Un besoin accru de sommeil
L’un des changements physiologiques majeurs et méconnus de la puberté est le besoin accru de sommeil. "Ce besoin de sommeil est de 9h à 10h par nuit, donc plus que pendant la période qui précède. Il est lié à des changements hormonaux comme la sécrétion de mélatonine", illustre Baptiste Barbot. Or, le rythme scolaire actuel veut que l’on soit à l’école dès 8h... Les ados commencent donc souvent leur journée en étant fatigués, d’autant que la puberté entraîne aussi un décalage du rythme de sommeil, "avec des endormissements et des heures de réveil plus tardives." Un ado qui ne s’endort pas avant minuit n’est donc pas toujours un ado de mauvaise volonté... mais un ado qui n’a pas sommeil avant.
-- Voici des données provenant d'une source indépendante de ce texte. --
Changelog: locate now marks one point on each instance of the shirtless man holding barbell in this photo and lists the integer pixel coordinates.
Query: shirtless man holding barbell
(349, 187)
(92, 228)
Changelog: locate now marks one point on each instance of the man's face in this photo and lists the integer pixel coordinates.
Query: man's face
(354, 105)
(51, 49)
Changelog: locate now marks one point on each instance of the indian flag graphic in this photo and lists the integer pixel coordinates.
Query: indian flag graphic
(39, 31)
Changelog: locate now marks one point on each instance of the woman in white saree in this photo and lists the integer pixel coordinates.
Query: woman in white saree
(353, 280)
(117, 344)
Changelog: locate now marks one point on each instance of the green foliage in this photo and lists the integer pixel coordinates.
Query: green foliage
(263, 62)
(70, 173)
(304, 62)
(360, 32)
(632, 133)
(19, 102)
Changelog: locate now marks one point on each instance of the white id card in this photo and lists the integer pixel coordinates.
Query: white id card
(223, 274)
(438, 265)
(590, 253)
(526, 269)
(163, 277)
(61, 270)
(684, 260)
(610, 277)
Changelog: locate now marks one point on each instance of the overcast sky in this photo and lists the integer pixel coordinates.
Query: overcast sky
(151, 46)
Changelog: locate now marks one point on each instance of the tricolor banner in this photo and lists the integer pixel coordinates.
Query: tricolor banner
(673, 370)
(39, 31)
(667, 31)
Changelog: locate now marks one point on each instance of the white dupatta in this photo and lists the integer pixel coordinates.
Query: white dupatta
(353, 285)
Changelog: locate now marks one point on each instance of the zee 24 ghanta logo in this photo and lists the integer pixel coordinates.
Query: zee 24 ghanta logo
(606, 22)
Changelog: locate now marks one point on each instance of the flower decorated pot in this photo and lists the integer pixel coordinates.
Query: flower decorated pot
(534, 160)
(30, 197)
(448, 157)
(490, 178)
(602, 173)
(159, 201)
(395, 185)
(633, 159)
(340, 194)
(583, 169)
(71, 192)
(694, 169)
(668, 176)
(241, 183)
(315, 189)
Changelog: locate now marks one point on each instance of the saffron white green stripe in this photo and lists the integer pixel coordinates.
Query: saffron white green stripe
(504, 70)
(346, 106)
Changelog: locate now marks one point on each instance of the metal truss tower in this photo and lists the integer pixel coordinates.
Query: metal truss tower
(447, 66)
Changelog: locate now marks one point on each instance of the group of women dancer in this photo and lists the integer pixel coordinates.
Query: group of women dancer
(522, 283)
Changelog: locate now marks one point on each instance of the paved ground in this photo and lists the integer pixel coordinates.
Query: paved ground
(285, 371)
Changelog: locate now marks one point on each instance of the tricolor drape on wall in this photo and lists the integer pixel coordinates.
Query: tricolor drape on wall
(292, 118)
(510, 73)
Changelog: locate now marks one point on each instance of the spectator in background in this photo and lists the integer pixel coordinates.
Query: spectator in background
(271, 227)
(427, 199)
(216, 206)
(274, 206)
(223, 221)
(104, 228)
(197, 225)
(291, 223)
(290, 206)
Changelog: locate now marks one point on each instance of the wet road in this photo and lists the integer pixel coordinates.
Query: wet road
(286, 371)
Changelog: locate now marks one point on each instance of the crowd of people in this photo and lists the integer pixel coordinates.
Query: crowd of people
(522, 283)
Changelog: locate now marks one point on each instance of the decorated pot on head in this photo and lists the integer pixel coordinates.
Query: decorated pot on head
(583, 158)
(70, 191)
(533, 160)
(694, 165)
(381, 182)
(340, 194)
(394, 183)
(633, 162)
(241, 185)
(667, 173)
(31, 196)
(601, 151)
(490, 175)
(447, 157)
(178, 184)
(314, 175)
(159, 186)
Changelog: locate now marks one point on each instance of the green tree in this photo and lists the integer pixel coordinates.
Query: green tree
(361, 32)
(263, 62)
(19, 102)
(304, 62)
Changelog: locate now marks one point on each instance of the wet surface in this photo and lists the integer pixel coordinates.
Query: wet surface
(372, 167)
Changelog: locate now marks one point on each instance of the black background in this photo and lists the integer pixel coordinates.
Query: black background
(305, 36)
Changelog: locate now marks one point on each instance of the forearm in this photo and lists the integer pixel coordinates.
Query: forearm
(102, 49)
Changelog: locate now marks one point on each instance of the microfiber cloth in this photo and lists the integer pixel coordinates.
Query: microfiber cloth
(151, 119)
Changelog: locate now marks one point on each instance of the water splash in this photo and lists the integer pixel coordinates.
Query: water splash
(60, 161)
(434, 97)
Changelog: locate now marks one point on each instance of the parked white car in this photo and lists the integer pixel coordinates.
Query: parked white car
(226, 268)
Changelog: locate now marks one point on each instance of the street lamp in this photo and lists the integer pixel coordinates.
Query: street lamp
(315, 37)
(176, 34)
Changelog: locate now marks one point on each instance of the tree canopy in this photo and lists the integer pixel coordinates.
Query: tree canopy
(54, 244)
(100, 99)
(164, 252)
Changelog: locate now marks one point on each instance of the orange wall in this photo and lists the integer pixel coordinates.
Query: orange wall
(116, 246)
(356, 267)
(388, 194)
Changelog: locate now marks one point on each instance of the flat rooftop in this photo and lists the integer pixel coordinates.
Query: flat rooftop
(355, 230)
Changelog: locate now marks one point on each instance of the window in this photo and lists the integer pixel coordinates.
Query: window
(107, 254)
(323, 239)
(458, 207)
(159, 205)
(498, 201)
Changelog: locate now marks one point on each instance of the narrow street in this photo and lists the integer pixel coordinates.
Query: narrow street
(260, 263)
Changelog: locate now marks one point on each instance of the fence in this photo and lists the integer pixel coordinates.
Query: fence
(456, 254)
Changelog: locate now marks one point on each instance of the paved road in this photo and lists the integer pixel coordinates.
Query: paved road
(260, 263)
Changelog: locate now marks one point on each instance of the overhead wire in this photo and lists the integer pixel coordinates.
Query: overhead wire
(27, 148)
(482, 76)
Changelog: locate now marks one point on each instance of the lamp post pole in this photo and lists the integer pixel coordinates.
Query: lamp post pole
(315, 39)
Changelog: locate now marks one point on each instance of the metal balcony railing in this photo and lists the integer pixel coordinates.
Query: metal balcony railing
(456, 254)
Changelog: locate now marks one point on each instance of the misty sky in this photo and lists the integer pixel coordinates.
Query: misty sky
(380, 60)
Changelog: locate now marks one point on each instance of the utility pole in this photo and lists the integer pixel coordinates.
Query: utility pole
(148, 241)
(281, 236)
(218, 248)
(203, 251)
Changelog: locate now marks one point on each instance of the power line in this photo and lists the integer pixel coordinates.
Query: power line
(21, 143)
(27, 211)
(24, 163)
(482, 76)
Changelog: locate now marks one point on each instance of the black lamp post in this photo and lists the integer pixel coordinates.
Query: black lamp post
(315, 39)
Ce à quoi il faut ajouter la problématique actuelle des écrans, qui retardent un peu plus l’endormissement... quand ils ne suscitent pas des réveils nocturnes !  "Entre 20 à 30 % d’ados se réveillent pendant la nuit pour consulter leurs réseaux sociaux", pointe Baptiste Barbot. Pourtant, un sommeil suffisant est essentiel pour soutenir un développement adéquat du cerveau et notamment la consolidation des apprentissages. "Un manque de sommeil a des conséquences importantes comme l’irritabilité, l’intolérance à la frustration, des difficultés attentionnelles et de contrôle de soi."

Ceci n’est pas une crise
Cet apprentissage plus ou moins chaotique conduit à définir fréquemment l’adolescence comme une "crise". "Pendant longtemps, les psychologues ont considéré que la crise était nécessaire. Aujourd’hui, on a plutôt tendance à considérer qu’elle est normale – notamment dans ses aspects de quête de soi, de quête identitaire – mais pas nécessaire au développement. Beaucoup d’ados ne font d’ailleurs pas vraiment de crise", poursuit Baptiste Barbot. Par ailleurs, la crise ne concerne pas toujours le seul ado… mais aussi ses parents. "Les ados changent, mais les adultes changent aussi. C’est la dynamique du système familial qui se modifie quand les enfants deviennent adolescents, avec des parents qui prennent conscience de leur propre vieillissement et qui sont donc parfois eux-mêmes en crise…"  La crainte éprouvée par de nombreux parents de la crise d’adolescence à venir de leur progéniture s’assimile donc souvent à la peur d’une confrontation avec "des individus en changement", qui posent sur la cellule familiale et les normes en vigueur un regard critique. "Ce qui est très caractéristique de l’adolescence, ce sont ces nouvelles capacités cognitives, cette capacité à penser sur soi, sur la société, à traiter l’information de manière abstraite, métaréflexive… des capacités liées au développement cognitif qu’ils n’avaient tout simplement pas avant", rappelle le psychologue.

Élagage synaptique
Car le cerveau ado est aussi un cerveau qui se caractérise par une surproduction de matière grise ! "Face à cette prolifération, le cerveau ado va être soumis à un élagage synaptique : c’est le principe du 'use it or loose it', explique Baptiste Barbot. Si on ne s’en sert pas, les connexions entre neurones vont être élaguées comme les branches d’un arbre tandis que celles qui sont utilisées fréquemment vont se renforcer."  Le cerveau ado, particulièrement plastique, peut donc être exercé et renforcé, "notamment au niveau des connexions associées à la créativité". "Engager l’ado dans certaines activités, certaines formes de pensée moins évidentes pourront s’avérer utile tout au long de la vie", conclut le psychologue. Plus qu’une crise, l’adolescence est surtout un condensé de nouvelles possibilités.